France's Golden Generation Faces Expectations in North America
France arrive in North America with history on their shoulders and a target on their backs. World champions in 2018, finalists again in 2022 – that kind of pedigree doesn’t just command respect, it breeds expectation. Anything short of another charge deep into the tournament will feel like a failure.
Look at the front of this team and you see why the bookmakers are nervous. Kylian Mbappe remains the headline act, the captain, the No.10, the face of the era. Around him, though, Deschamps has assembled an attacking cast that would make most national coaches envious.
Michael Olise, fresh from a breakout season at Bayern Munich, arrives in the United States as the man most likely to share – or even steal – the spotlight. Desire Doue and Ousmane Dembele, pillars of Luis Enrique’s vibrant Paris Saint-Germain side, add yet more speed, invention and chaos to an already loaded forward line. Measured against the world’s elite, no national team can quite match France for sheer attacking depth and variety. They can hurt you in every way, from every angle, at any moment.
The questions start at the other end of the pitch. France’s defence has wobbled too often for comfort, and the fitness of William Saliba hangs over the camp like a storm cloud. When the back line has creaked, it has done so in ways that will encourage the continent’s best. This is not the iron curtain of old; it is a unit still searching for certainty.
Then there is the dressing room, always volatile, always a story in itself. Keeping harmony in a squad loaded with egos, ambitions and emerging stars has never been straightforward for any France coach. The talent is undeniable, the chemistry less so. If Deschamps can keep the group aligned and the noise outside the camp, France will be brutally hard to stop. If old fractures reappear, the journey could end abruptly.
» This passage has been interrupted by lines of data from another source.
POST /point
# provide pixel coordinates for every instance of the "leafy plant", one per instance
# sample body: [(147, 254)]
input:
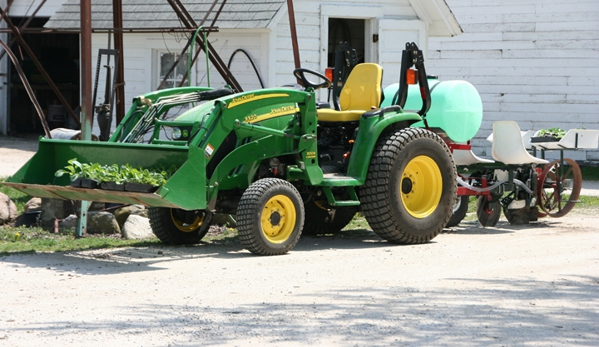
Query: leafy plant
[(74, 169), (552, 132), (114, 173)]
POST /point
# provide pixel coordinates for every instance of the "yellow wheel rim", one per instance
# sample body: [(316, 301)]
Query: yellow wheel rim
[(186, 227), (278, 219), (421, 186)]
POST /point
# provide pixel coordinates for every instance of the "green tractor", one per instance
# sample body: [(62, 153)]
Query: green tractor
[(275, 159)]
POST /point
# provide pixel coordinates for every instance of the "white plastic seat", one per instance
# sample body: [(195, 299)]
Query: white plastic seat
[(465, 157), (508, 146), (526, 136)]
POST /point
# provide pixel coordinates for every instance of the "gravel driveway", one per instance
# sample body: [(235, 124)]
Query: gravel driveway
[(535, 285)]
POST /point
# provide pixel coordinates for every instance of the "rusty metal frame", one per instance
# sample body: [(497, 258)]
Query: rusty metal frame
[(40, 68), (189, 25)]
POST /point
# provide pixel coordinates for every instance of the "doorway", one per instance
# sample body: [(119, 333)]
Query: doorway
[(59, 55), (352, 31)]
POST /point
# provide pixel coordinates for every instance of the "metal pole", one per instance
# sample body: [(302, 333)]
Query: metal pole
[(294, 44), (119, 83), (40, 68), (87, 112)]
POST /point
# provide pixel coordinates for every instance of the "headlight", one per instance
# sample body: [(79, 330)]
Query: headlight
[(176, 133)]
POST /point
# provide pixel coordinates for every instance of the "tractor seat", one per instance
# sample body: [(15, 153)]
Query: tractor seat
[(361, 93), (508, 146)]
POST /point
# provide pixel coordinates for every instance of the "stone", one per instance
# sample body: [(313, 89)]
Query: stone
[(28, 219), (137, 228), (33, 205), (123, 213), (8, 210), (55, 209), (102, 223), (69, 223)]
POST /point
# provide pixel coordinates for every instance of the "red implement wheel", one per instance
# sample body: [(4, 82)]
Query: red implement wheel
[(559, 187)]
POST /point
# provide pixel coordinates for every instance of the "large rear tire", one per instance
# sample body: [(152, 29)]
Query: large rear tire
[(320, 220), (460, 209), (270, 217), (179, 227), (410, 188)]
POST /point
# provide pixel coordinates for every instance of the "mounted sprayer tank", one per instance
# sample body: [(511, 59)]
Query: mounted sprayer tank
[(456, 107)]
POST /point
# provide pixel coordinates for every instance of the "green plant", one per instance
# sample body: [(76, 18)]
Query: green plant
[(74, 169), (114, 173), (552, 132)]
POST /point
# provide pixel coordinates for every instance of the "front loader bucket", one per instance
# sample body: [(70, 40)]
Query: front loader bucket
[(186, 189)]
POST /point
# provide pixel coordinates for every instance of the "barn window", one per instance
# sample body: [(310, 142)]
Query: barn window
[(166, 62)]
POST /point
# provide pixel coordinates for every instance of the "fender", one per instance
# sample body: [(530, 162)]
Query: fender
[(372, 125)]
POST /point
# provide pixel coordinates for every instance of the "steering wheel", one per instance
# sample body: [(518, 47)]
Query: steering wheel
[(300, 73)]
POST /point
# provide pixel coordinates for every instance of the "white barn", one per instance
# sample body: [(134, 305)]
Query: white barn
[(535, 62), (378, 31)]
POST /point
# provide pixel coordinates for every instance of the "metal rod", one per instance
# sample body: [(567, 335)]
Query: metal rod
[(87, 113), (4, 12), (108, 30), (119, 83), (28, 88), (170, 71), (291, 12), (218, 63), (41, 69)]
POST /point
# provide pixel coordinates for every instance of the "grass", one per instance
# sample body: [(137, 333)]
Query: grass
[(590, 173), (28, 240), (25, 240)]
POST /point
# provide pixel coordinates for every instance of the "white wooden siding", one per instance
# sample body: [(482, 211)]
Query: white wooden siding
[(310, 27), (533, 61), (25, 8), (141, 54)]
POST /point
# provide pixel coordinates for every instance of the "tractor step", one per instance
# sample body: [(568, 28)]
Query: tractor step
[(350, 200), (338, 180)]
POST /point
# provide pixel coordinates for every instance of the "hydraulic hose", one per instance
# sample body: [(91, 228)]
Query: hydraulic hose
[(251, 62)]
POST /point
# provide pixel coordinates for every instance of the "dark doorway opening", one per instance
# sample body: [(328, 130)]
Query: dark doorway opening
[(59, 55), (347, 30)]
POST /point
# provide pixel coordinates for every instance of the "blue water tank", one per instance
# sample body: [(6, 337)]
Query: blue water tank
[(456, 107)]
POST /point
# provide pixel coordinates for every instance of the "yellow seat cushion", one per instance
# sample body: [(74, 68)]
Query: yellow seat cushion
[(361, 93)]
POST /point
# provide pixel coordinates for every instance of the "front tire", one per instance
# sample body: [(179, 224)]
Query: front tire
[(487, 212), (179, 227), (410, 188), (270, 217)]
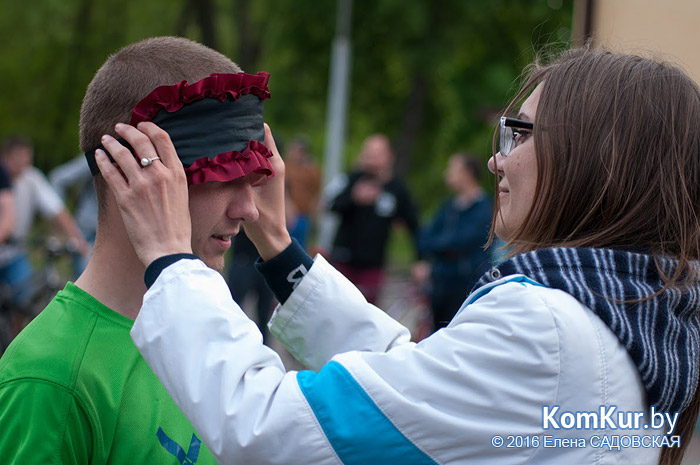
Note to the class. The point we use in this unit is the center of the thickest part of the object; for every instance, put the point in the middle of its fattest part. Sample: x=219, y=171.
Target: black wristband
x=159, y=264
x=284, y=272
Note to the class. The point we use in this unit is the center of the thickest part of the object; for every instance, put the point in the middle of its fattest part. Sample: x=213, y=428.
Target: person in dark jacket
x=453, y=242
x=371, y=201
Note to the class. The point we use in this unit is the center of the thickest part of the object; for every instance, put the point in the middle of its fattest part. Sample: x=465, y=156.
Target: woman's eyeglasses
x=511, y=132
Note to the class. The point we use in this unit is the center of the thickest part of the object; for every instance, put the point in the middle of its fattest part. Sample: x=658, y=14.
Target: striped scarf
x=661, y=335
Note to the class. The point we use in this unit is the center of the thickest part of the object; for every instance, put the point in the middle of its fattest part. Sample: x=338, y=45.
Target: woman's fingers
x=162, y=143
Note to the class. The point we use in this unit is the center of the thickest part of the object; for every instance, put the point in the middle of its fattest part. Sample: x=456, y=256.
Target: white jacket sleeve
x=327, y=315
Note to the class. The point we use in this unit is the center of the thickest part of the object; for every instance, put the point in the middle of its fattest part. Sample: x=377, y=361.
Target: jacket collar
x=661, y=334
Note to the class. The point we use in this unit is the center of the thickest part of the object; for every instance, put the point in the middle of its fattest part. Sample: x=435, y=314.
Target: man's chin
x=216, y=264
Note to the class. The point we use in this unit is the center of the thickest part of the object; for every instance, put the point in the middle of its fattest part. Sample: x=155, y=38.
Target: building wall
x=663, y=28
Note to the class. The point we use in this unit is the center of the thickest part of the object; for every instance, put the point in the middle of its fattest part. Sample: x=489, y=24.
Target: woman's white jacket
x=500, y=385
For Deschamps, this is the final chapter. Appointed in 2012 to rebuild a side that looked spent after Laurent Blanc’s tenure, he has done more than restore order; he has redefined an era. Under his watch, Les Bleus lifted the World Cup in Russia in 2018, dismantling Croatia in the final, and added the UEFA Nations League in 2021 with a win over Spain in Milan. They reached the Euro 2016 final on home soil, only to be stunned by Eder’s extra-time strike for Portugal, and then pushed Argentina to penalties in a breathless 2022 World Cup final that will live long in the game’s memory.
His contract expires in July. It will not be renewed. After almost 15 years in charge, this is his last dance with France. Every decision, every selection, every substitution in North America will be viewed through that lens: the end of an era, written in real time.
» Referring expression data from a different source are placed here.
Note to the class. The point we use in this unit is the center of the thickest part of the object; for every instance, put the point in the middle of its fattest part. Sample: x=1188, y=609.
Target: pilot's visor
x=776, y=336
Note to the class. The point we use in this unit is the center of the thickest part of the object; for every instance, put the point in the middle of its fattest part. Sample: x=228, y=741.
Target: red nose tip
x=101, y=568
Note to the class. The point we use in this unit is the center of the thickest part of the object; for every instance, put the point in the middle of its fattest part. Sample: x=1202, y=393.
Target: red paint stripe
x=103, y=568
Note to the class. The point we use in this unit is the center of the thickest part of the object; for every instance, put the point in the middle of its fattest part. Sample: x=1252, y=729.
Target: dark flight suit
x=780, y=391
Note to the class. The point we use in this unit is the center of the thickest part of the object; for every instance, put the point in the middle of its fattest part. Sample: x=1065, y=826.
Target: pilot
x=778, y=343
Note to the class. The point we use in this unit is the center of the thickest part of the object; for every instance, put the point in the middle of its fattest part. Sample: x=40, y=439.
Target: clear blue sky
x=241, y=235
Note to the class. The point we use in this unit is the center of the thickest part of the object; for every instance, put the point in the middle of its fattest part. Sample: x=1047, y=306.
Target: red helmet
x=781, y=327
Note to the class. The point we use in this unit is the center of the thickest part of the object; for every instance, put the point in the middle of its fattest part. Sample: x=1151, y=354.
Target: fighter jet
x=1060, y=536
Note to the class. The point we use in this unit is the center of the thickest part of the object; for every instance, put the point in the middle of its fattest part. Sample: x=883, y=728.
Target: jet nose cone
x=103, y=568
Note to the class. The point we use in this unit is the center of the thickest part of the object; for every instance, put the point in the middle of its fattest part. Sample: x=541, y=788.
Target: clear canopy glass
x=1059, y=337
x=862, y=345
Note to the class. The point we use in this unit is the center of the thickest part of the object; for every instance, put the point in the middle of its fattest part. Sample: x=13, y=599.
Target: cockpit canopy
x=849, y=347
Amid all of that, the eye is naturally drawn to Mbappe. Yet the player who could tilt the tournament is Olise. At Bayern, he has grown from promising wide man into a fully fledged attacking force. For the second straight Bundesliga season, he hit double figures for both goals and assists, and his Champions League numbers belonged in the company of Europe’s best.
One night in Bergamo underlined his evolution. Bayern shredded Atalanta 6-1, and Olise ran the show – two goals, one assist, and a performance that crackled with authority. It wasn’t just the output, it was the control, the constant threat, the sense that every attack flowed through him. That same cutting edge carried into France’s final warm-up match, where his hat-trick against Northern Ireland confirmed a player operating at a frightening level of confidence and consistency.
At 24, this feels like a hinge in his career. Dominate here, and he doesn’t just become France’s most valuable player; he becomes one of the defining figures of the tournament.
Behind the headliners, another 24-year-old waits for his moment. Maghnes Akliouche, a product of Monaco’s famed academy, has forced his way into the conversation with a season that turned potential into production. Deschamps gave him his first senior call-up during qualifying, and Akliouche responded instantly: a goal against Azerbaijan, an assist against Iceland, the kind of immediate impact that sticks in a manager’s mind.
His club numbers back it up. Seven goals and twelve assists across Ligue 1 and the Champions League last season marked a genuine breakthrough. Operating primarily as a right-sided attacking midfielder in a 4-2-3-1, he can also slide inside and dictate as a central playmaker. He is not the slight, jinking winger of cliché; he brings physical presence to go with sharp technique, a blend that modern football increasingly prizes.
He will not start often, at least not at the outset. But tournaments are rarely won by the first XI alone. They are decided by the players who come off the bench and change the rhythm of a game, who can unlock a packed defence or punish a tiring back line. Akliouche looks built for that role – a weapon Deschamps can unleash when the clock is ticking and the breakthrough won’t come.
France arrive with a glittering attack, a vulnerable defence, a combustible dressing room and a coach on his farewell tour. It is a mix that promises drama. The only real unknown is whether this golden generation signs off Deschamps’ reign with one last trophy, or leaves North America wondering how a team this gifted let the chance slip away.